In any event, it follows from my conclusion that the principle of necessity has been preserved by section 131(i). The detention and treatment of "L" was lawful.
The effect of the decision of the House of Lords
The general effect of the decision of the House is to leave compliant incapacitated patients without the safeguards enshrined in the Act of 1983. This is an unfortunate result. The Mental Health Act Commission has expressed concern about such informal patients in successive reports. And in a helpful written submission the Commission has again voiced those concerns and explained in detail the beneficial effects of the ruling of the Court of Appeal. The common law principle of necessity is a useful concept, but it contains none of the safeguards of the Act of 1983. It places effective and unqualified control in the hands of the hospital psychiatrist and other health care professionals. It is, of course, true that such professionals owe a duty of care to patients and that they will almost invariably act in what they consider to be the best interests of the patient. But neither habeas corpus not judicial review are sufficient safeguards against misjudgments and professional lapses in the case of compliant incapacitated patients. Given that such patients are diagnostically indistinguishable from compulsory patients, there is no reason to withhold the specific and effective protections of the Act of 1983 from a large class of vulnerable mentally incapacitated individuals.
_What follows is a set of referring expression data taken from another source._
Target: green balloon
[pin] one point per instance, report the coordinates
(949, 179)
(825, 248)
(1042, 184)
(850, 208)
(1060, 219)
Their moral right to be treated with dignity requires nothing less. The only comfort is that counsel for the Secretary of State has assured the House that reform of the law is under active consideration.
I would allow the appeal.
LORD HOPE OF CRAIGHEAD
I have had the advantage of reading in draft the speech which has been prepared by my noble and learned friend, Lord Goff of Chieveley. I agree with it, and for the reasons which he has given I also would allow the appeal.